What are the advantages of knowledge management?
- The quality of the information you provide is better. You can give consistent information across different personnel or locations. Once a piece of knowledge is perfect, you will never miss a step or give wrong advice. You give the right answer the first time every time.
- You can provide these answers faster. You eliminate the need to research the same problem over and over again. You can walk the customer through the solution in real time with relative ease and confidence that it will work.
- Or even better, they can look it up for themselves. If you open up your knowledge base either partially or entirely, you enable self-help. That eliminates the need for one-to-one (expensive) support by enabling online self-help.
- You can break down silos in the organization, which is beneficial for everyone. You don’t end up with “The SQL Guy.” That’s the employee who is the only one that can answer questions about SQL, and therefore they always do. When they’re on vacation, you grind to a halt and wait for The SQL Guy to return. It’s not good for the team and it is also not very fun being The SQL Guy either. It’s better if you can share the load.
- You don’t lose knowledge when you lose people.

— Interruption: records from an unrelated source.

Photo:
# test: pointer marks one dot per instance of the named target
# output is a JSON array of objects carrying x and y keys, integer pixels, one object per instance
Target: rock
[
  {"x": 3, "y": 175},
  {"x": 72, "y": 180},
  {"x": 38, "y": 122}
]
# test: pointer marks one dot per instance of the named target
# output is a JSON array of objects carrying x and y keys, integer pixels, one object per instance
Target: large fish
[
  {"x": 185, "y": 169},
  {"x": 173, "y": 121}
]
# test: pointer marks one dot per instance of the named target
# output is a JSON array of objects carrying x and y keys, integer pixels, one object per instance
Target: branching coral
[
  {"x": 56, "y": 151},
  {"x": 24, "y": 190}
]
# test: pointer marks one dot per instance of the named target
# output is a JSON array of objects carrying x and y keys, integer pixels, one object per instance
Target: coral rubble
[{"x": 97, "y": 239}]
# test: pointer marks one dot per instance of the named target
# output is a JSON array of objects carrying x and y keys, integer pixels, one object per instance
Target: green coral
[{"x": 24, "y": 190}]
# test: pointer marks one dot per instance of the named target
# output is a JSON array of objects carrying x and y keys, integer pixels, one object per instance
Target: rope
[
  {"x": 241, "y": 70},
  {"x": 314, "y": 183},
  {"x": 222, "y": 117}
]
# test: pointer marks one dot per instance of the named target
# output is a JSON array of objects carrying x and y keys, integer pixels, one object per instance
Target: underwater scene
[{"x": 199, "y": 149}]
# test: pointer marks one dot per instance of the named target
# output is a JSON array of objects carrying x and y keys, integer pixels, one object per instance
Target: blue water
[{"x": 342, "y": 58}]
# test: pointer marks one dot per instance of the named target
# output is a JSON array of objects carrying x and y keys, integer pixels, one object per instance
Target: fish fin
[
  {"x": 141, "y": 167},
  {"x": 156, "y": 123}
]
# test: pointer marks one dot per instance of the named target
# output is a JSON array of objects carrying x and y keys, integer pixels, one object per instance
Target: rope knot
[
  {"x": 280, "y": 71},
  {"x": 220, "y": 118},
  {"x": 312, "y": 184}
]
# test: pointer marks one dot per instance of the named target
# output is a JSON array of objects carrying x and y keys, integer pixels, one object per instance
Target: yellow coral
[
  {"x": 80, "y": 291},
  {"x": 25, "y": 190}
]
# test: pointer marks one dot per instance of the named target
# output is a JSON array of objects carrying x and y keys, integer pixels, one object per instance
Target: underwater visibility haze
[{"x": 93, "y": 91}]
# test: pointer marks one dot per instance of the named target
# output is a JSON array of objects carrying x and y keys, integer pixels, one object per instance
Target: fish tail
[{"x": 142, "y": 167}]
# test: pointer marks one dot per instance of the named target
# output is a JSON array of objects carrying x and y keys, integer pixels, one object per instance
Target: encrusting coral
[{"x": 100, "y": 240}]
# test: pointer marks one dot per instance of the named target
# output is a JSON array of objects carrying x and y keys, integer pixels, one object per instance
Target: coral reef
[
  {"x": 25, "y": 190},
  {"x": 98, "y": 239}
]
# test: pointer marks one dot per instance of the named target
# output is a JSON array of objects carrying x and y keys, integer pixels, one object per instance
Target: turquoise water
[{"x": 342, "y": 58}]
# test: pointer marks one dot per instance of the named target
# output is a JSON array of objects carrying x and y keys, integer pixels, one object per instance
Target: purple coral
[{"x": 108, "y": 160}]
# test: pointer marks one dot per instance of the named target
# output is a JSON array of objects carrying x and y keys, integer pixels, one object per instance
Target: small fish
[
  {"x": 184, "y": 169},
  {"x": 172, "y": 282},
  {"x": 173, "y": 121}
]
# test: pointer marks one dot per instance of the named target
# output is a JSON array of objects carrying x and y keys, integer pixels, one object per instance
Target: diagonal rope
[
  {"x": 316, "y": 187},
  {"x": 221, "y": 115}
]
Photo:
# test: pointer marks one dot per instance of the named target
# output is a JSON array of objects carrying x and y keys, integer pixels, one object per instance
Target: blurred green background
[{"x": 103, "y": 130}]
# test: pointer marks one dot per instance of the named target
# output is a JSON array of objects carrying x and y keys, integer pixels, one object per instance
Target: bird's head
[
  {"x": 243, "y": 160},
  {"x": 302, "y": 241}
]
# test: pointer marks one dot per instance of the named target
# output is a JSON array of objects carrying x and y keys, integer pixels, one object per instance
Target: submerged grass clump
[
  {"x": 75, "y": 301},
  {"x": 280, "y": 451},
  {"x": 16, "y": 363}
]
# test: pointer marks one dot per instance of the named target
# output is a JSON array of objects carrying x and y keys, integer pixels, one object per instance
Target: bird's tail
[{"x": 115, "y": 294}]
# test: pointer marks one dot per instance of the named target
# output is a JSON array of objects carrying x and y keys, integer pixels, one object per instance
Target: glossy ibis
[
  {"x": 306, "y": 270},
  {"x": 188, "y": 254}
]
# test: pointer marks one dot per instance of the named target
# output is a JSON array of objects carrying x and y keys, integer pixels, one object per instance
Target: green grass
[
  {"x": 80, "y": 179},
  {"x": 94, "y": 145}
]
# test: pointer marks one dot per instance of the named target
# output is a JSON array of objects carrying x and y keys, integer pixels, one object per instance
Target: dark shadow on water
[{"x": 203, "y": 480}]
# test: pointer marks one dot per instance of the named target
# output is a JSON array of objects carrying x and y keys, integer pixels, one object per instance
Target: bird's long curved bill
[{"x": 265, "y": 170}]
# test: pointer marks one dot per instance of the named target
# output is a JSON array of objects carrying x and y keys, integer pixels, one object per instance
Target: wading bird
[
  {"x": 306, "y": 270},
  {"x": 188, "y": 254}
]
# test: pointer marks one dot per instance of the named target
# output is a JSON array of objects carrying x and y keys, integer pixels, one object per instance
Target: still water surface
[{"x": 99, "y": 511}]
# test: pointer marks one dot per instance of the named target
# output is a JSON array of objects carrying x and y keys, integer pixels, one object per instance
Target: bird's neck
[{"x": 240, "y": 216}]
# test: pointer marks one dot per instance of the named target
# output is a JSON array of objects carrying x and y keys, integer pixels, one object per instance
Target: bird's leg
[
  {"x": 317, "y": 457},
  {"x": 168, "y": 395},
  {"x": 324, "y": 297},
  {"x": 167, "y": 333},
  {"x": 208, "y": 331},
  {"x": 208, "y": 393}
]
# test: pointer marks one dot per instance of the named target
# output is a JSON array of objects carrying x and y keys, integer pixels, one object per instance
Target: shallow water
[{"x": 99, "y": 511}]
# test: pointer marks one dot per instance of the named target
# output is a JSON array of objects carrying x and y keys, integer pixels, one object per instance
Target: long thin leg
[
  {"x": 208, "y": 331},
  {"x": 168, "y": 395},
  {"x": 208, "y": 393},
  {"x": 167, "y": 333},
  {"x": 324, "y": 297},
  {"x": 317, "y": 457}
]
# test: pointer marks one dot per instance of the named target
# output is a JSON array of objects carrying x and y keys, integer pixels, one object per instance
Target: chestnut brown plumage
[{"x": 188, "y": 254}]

As bad as it is when The SQL Guy is on vacation, it’s even worse when they retire. Suddenly you realize nobody is able to take over that subject matter. If they document everything they know before leaving, you can continue to leverage that expertise after they’re gone.
- You also retain the ability to service very old or outdated products. You’re not necessarily going to have a new hire ramp up on obsolete products. That’s not fair to them or very useful for you. However, if you’ve documented obsolete products completely, you can rely on that for lingering service needs.
- You can upskill new hires much faster. They can often be immediately viable. All they need to do is search for known answers and regurgitate them to the customer. That makes them an immediate asset instead of spending many months shadowing or training before they can help.
- If you do this really well, in a Knowledge Centered Support methodology, paired with a CRM, you can use the linkage reports to discover the most pressing problems and actually use it to drive product development. Documenting a problem makes support quick and painless. Fixing the problem eliminates the need entirely.
- All of this leads to higher customer satisfaction if they know they can always call and get a complete and consistent answer regardless of who they are connected to. Or better yet, they can just search and solve themselves. Depending on your industry that can be a real differentiator.
- And last, and probably my favorite having come from that world, it increases employee satisfaction. Nobody likes being caught on the phone without an answer or back up. It’s isolating and stressful. However, if you know that 80% of the time, you can rely on and contribute to a shared resource, you have a greater sense of purpose and a less stressful job. The result is you can actually get some longevity out of your teams.